← Back to context

Comment by hahahahhaah

1 month ago

An LSP MCP?

Yeah, or something even smarter than that.

If you are willing to go language-specific, the tooling can be incredibly rich if you go through the effort. I’ve written some rust compiler drivers for domain-specific use cases, and you can hook into phases of the compiler where you have amazingly detailed context about every symbol in the code. All manner of type metadata, locations where values are dropped, everything is annotated with spans of source locations too. It seems like a worthy effort to index all of it and make it available behind a standard query interface the LLM can use. You can even write code this way, I think rustfmt hooks into the same pipeline to produce formatted code.

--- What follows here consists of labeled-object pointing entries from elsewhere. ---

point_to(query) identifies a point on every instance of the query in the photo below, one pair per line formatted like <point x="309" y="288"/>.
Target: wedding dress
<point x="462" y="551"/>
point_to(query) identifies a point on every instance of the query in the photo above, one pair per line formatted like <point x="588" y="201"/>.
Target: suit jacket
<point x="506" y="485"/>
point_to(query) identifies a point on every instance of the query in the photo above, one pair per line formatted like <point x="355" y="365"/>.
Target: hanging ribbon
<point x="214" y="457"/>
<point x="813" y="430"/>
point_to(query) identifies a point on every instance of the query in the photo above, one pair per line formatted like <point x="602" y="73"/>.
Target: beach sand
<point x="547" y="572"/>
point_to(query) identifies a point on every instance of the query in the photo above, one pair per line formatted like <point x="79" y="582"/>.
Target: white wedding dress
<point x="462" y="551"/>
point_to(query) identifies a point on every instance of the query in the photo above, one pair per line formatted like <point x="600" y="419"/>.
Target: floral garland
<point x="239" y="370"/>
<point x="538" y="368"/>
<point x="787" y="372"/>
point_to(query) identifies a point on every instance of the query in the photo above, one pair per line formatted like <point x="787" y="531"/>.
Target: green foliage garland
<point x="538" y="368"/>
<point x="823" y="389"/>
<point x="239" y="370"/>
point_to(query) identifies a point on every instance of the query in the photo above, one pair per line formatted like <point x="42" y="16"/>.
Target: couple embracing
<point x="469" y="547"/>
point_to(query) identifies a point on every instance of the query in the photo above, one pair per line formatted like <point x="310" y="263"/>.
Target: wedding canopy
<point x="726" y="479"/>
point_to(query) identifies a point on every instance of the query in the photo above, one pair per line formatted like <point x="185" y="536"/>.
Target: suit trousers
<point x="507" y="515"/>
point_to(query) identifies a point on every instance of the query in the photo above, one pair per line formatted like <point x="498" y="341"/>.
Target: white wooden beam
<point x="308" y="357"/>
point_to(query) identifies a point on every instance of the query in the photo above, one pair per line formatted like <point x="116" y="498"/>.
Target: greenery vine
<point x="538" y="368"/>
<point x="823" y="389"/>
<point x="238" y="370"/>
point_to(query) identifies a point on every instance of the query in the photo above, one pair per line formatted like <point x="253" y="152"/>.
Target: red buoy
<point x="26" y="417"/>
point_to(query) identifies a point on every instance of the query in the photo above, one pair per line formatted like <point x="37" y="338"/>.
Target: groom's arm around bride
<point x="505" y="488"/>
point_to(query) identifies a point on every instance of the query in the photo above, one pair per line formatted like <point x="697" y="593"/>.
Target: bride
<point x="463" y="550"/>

I’ve always wished there were richer tools available to do what my IDE already does, but without needing to use the UI. Make it a standard API or even just CLI, and free it from the dependency on my IDE. It’d be very worth looking into I think.

  • If the compiler just dumped all that data out as structured text, you could use current LLMs to swallow it in a single gulp.

    • Well the point is to avoid them needing to swallow it in a single gulp… after all, the source code is already all the information you need to get all this metadata.

      The use cases I have in mind are for codebases with many millions of lines of code, where just dumping it all into the context is unreasonably expensive. In these scenarios, it’d be beneficial to give the LLM a sort of SQL-like language it can use to prod at the code base in small chunks.

      In fact I keep thinking of SQL as an example in my head, but maybe it’s best to take it literally: why don’t we have a SQL for source code? Why can’t I do “select function.name from functions where parameters contains …” or similar (with clever subselects, joins, etc) to get back whatever exists in the code?

      It’s something I always wanted in general, not just for LLM’s. But LLM’s could make excellent use of it if there’s simply not enough context size to reasonably slurp up all the code.